Sono scesi nelle piazze di tutto il mondo in occasione dell’Earth day, lo scorso 22 aprile, per chiedere il sostegno dell’opinione pubblica, per chiedere più finanziamenti pubblici, per ribadire l’importanza di solide basi scientifiche nelle decisioni politiche. I ricercatori – soprattutto quelli che lavorano negli Usa – si sentono sotto attacco, in un momento in cui l’amministrazione Trump ha proposto significativi tagli ai fondi per la ricerca e ha derubricato il risultato degli studi sui cambiamenti climatici a una mera opinione, assumendo una posizione negazionista. Abbiamo chiesto a Pietro Greco, giornalista e studioso del rapporto tra scienza e società, il senso di questa mobilitazione, e di come questo evento abbia inciso nel rapporto tra mondo scientifico, politica e società civile.
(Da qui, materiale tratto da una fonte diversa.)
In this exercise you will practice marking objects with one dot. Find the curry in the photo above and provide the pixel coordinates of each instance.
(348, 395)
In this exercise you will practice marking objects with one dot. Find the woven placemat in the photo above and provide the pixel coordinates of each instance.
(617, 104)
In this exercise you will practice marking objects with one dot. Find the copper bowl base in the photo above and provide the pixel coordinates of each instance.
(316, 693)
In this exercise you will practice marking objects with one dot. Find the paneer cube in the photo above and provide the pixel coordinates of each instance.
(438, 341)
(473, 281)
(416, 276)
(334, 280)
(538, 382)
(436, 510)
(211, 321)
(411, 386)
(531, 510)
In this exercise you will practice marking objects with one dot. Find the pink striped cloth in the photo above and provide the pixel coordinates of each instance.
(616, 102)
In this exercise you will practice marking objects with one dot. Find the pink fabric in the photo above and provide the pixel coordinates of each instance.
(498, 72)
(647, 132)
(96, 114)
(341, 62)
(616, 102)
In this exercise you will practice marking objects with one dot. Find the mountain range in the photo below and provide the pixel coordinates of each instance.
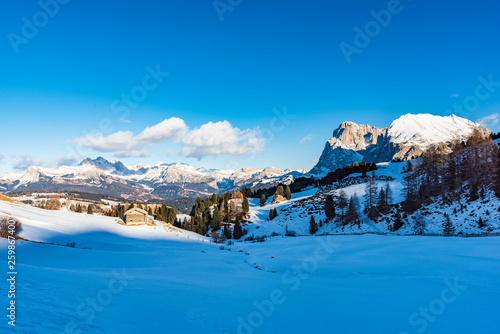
(407, 137)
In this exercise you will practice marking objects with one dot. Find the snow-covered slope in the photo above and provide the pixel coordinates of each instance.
(141, 181)
(406, 138)
(122, 279)
(294, 215)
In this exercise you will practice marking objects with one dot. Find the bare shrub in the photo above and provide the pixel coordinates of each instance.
(9, 226)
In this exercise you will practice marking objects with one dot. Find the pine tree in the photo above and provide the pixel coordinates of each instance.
(313, 227)
(262, 200)
(272, 214)
(370, 196)
(279, 191)
(342, 203)
(419, 226)
(227, 232)
(388, 193)
(352, 212)
(232, 210)
(216, 219)
(226, 209)
(238, 231)
(448, 227)
(246, 206)
(329, 207)
(382, 205)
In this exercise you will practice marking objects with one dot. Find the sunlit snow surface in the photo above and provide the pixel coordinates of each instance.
(329, 284)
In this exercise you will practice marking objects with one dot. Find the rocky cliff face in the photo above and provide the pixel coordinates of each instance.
(406, 138)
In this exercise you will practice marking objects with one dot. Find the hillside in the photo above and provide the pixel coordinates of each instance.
(194, 287)
(406, 138)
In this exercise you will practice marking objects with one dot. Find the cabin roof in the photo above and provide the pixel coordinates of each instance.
(144, 212)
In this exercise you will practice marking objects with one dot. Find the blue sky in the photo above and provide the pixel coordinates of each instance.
(62, 84)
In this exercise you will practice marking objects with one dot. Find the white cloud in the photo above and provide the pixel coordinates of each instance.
(118, 141)
(306, 138)
(220, 138)
(67, 161)
(170, 129)
(489, 120)
(25, 160)
(210, 139)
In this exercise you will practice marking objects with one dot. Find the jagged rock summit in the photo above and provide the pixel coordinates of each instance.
(406, 138)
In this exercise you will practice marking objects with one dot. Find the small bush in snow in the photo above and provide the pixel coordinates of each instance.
(9, 227)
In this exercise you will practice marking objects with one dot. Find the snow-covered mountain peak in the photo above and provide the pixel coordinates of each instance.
(407, 137)
(425, 129)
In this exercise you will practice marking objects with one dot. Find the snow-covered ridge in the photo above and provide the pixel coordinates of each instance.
(163, 180)
(425, 129)
(407, 137)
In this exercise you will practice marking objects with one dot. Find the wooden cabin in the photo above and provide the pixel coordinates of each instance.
(136, 216)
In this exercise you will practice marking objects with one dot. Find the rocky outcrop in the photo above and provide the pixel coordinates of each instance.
(406, 138)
Pietro Greco, perché la March for Science è stata importante?
“Intanto per una questione di principio: effettivamente la libertà della scienza deve essere tutelata, soprattutto in un momento in cui due diverse forze, non completamente indipendenti ma diverse, tendono in qualche modo a limitarla. Da un lato, ormai da decenni esiste una ricerca portata avanti da imprese private. In un’economia di mercato, queste realtà hanno interesse a un guadagno a breve termine, e questo porta dei limiti a chi fa ricerca nell’industria privata. L’altra grande novità, almeno nei paesi democratici, è che la libertà della ricerca viene erosa, limitata e messa in forse anche da forze politiche e da governi. Come? Riducendo la scienza ad un’opinione come le altre, politicizzando la scienza e non riconoscendo l’indipendenza stessa del metodo scientifico e quindi dei risultati della scienza”.
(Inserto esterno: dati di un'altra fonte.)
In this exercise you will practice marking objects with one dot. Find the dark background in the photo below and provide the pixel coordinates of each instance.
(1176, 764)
Si tratta della prima volta nella storia che si verifica un fenomeno di questo tipo?
“No, ma forse è la prima volta che succede in paesi come gli Stati Uniti in cui questa libertà di indipendenza della scienza è stata coltivata con grande cura negli ultimi 70, 80 anni, in particolare dopo la Seconda guerra mondiale. C’è stato un patto tra il potere politico e la comunità scientifica negli Stati Uniti e un po’ in tutti i paesi occidentali: voi rispettate la libertà di ricerca e noi entriamo a far parte della classe dirigente del paese, e quindi forniamo al paese le conoscenze necessarie al suo sviluppo. Questo patto rischia di essere incrinato con dei risultati che la storia ci dimostra essere catastrofici: basta ricordare quello che avvenne in Unione Sovietica negli anni ’30 e ancora poi negli anni ’50 quando la politica sposò la teoria scientifica di Lysenko, antidarwiniana, che determinò il collasso dell’Unione sovietica quando era considerata il granaio del mondo, provocando delle crisi di produzione nell’agricoltura. Si tratta di un esempio estremo, che verosimilmente non si verificherà di nuovo in Occidente. Ma il mettere in dubbio, o addirittura considerare un’autentica bufala i risultati scientifici sullo studio dei cambiamenti climatici, come sta facendo oggi il nuovo presidente degli Stati Uniti, ci induce a pensare che le conquiste di libertà, anche di libertà della scienza, non sono per sempre ma vanno riconquistate giorno per giorno”.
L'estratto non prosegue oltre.